Susceptibility to adverse drug reactions

Robin Ferner, Jeffrey Aronson

    Research output: Contribution to journalArticlepeer-review

    9 Citations (Scopus)
    251 Downloads (Pure)

    Abstract

    The pharmacological effects of a drug depend on its concentration at the site of action, and therefore on the concentration in blood and on the dose. The relationship between the concentration or dose and the corresponding effect can usually be represented mathematically as a rectangular hyperbola; when effect is plotted against log concentration or log dose, the curve is sigmoidal.
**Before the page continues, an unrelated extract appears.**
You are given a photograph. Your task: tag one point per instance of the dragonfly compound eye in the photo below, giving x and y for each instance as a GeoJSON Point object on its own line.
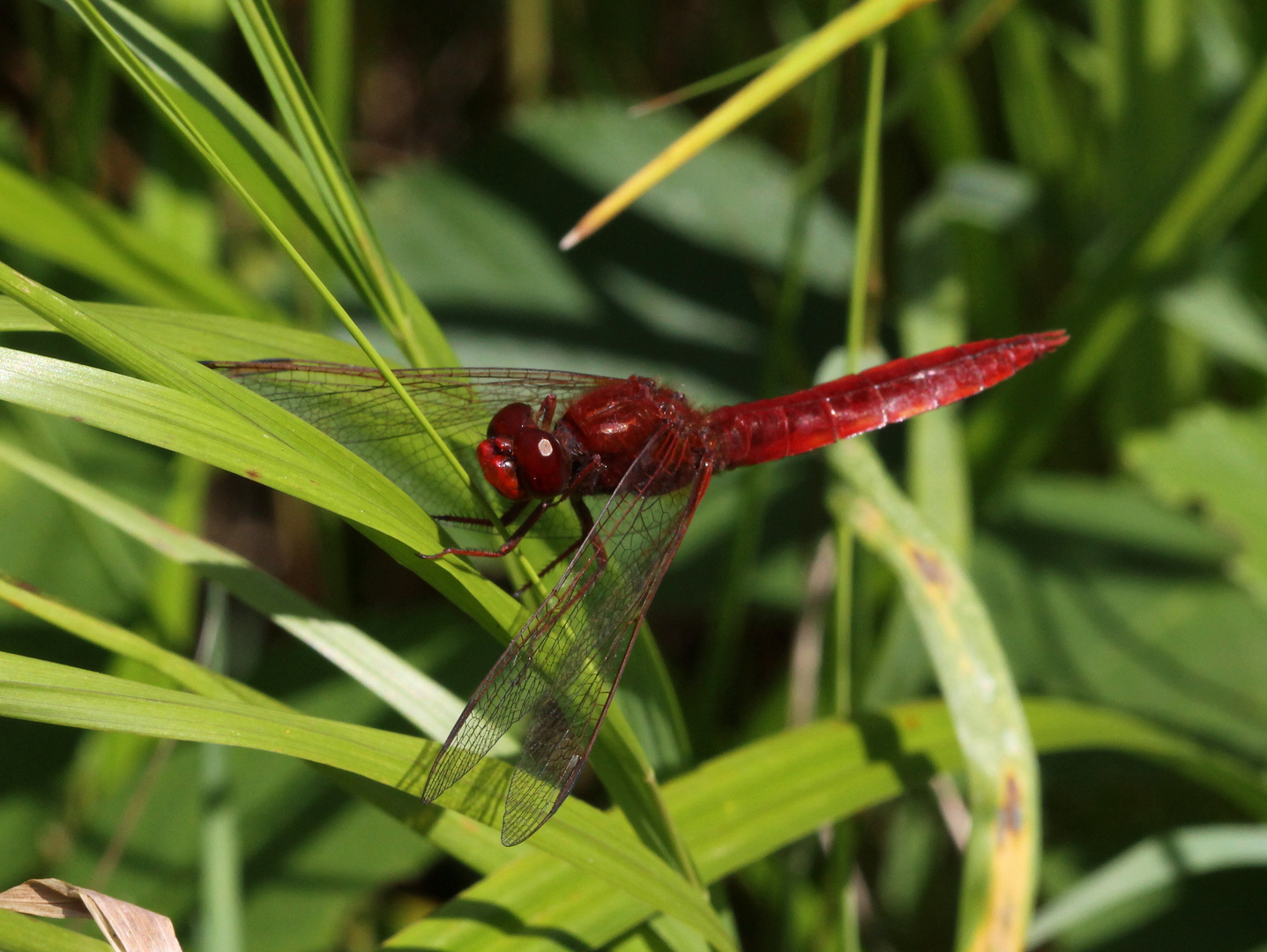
{"type": "Point", "coordinates": [510, 420]}
{"type": "Point", "coordinates": [497, 462]}
{"type": "Point", "coordinates": [544, 467]}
    Inevitably, the effect size and the doses causing benefit and harm will differ among individuals, since they are biological phenomena: some individuals are more likely than others to suffer harm at any given dose. Some harmful effects can occur at much lower doses than those used in therapeutics; that is, the log dose–response curve for harm lies far to the left of the log dose–response curve for benefit. Those who suffer such reactions are hypersusceptible. When the dose–response curves for harm and therapeutic effect are in the same range, dose cannot separate the harmful effects from the therapeutic effects, and adverse reactions are collateral. Toxic effects occur when harmful doses are above the doses needed for benefit.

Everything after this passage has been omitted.